Brun now came down, having at last finished his work. “Ah, it’s good to be at home!” he said, shaking himself; “it’s a stormy night.”

“Here’s a letter from Morten,” said Pelle, handing it to him.

The old man put on his spectacles.

XX

As soon as it was possible to get at the ground, the work of excavating for the foundations of the new workmen’s houses was begun with full vigor. Brun took a great interest in the work, and watched it out in the cold from morning till evening. He wore an extra great-coat, and woollen gloves outside his fur-lined ones. Ellen had knitted him a large scarf, which he was to wrap round his mouth. She kept an eye on him from the windows, and had to fetch him in every now and then to thaw him. It was quite impossible, however, to keep him in; he was far too eager for the work to progress. When the frost stopped it, he still wandered about out there, fidgety and in low spirits.

On weekdays Pelle was never at home in daylight, but on Sunday he had to go out with him and see what had been done, as soon as day dawned. The old man came and knocked at Pelle’s door. “Well, Pelle!” he said. “Will you soon be out of bed?”

“He must really be allowed to lie there while he has his coffee!” cried Ellen from the kitchen.

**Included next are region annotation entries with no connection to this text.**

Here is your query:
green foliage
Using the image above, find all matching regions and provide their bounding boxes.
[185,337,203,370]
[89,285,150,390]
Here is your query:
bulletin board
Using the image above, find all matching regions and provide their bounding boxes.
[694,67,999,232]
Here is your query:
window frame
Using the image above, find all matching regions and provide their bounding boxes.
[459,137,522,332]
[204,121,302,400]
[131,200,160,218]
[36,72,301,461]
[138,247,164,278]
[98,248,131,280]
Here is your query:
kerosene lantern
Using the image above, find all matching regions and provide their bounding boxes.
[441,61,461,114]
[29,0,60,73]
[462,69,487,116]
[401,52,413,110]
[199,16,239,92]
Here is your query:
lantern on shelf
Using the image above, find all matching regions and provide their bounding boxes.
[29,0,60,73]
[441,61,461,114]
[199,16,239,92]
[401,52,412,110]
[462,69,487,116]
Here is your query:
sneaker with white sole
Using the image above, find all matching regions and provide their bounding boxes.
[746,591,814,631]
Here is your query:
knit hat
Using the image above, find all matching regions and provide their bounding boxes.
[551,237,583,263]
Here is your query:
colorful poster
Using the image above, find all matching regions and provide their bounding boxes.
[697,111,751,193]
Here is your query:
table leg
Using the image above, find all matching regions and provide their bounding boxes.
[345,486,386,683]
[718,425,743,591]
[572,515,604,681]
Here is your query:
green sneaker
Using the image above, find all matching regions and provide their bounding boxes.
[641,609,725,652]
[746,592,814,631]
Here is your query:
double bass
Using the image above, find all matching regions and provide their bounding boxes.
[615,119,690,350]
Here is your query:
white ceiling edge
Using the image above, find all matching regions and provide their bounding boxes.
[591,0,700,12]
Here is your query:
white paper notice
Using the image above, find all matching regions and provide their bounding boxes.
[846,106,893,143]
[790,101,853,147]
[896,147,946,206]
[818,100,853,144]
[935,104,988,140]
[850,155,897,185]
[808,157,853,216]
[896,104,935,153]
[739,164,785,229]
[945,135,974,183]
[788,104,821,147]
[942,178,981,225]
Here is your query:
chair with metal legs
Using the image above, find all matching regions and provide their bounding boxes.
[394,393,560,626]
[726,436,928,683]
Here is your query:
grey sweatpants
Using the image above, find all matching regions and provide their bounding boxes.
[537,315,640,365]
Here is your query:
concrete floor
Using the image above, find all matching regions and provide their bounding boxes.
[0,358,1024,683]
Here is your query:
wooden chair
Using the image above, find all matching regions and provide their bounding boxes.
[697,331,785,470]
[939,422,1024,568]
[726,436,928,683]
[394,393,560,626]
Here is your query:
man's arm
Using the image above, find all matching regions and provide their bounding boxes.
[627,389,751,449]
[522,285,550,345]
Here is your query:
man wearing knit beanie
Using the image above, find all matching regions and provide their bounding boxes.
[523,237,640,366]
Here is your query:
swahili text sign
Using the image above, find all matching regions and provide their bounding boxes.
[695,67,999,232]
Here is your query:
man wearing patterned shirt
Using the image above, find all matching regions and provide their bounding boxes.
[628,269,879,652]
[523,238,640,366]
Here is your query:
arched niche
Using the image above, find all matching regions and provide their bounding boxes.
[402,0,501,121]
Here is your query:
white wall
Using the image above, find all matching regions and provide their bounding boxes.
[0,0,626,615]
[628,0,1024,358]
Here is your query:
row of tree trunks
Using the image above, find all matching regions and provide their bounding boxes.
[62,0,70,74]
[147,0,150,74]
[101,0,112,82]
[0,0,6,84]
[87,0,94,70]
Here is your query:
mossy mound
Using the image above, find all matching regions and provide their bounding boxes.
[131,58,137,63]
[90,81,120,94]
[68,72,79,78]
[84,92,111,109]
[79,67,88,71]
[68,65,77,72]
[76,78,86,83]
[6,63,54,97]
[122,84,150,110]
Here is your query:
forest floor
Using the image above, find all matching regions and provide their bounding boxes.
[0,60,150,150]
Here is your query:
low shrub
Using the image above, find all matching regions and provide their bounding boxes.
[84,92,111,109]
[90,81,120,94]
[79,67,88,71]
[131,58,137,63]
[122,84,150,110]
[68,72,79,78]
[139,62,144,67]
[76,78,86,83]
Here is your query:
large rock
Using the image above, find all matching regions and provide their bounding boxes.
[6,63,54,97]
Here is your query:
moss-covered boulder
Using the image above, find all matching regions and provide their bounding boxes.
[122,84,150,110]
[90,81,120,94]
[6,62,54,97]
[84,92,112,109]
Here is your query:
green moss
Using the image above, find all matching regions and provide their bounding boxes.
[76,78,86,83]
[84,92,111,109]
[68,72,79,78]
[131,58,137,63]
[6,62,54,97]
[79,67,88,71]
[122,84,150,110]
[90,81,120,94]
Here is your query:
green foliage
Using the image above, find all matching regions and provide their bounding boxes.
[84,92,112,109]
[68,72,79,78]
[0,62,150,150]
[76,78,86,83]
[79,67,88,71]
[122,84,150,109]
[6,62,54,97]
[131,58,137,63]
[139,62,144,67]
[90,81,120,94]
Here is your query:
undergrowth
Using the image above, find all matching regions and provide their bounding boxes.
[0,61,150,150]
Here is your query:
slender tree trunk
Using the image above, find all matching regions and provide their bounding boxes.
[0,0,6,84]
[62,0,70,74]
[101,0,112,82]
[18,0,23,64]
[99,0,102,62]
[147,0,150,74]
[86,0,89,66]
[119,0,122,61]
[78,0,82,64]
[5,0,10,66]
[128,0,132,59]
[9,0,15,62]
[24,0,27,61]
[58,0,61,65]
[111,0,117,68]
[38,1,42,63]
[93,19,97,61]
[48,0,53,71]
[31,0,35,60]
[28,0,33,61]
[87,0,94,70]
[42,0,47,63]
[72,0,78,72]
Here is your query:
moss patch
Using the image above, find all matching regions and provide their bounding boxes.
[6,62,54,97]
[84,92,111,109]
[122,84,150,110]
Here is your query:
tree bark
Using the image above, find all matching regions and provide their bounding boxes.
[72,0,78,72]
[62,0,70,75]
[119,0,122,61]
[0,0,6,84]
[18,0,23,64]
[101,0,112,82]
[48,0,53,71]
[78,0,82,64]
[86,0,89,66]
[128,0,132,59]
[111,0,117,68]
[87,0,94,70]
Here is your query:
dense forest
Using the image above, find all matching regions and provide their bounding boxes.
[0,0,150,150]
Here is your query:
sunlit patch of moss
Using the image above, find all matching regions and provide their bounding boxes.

Brun ran once round the house to pass the time. He was not happy until he had shown it all to Pelle and got him to approve of the alterations. This was where he had thought the road should go. And there, where the roads crossed, a little park with statuary would look nice. New ideas were always springing up. The librarian’s imagination conjured up a whole town from the bare fields, with free schools and theaters and comfortable dwellings for the aged. “We must have a supply association and a school at once,” he said; “and by degrees, as our numbers increase, we shall get all the rest. A poor-house and a prison are the only things I don’t think we shall have any use for.”

They would spend the whole morning out there, walking about and laying plans. Ellen had to fetch them in when dinner-time came. She generally found them standing over some hole in earnest conversation—just an ordinary, square hole in the earth, with mud or ice at the bottom. Such holes were always dug for houses; but these two talked about them as if they were the beginning of an entirely new earth!

Brun missed Pelle during the day, and watched for him quite as eagerly as Ellen when the time came for him to return from work. “I shall soon be quite jealous of him,” said Ellen, as she drew Pelle into the kitchen to give him her evening greeting in private. “If he could he’d take you quite away from me.”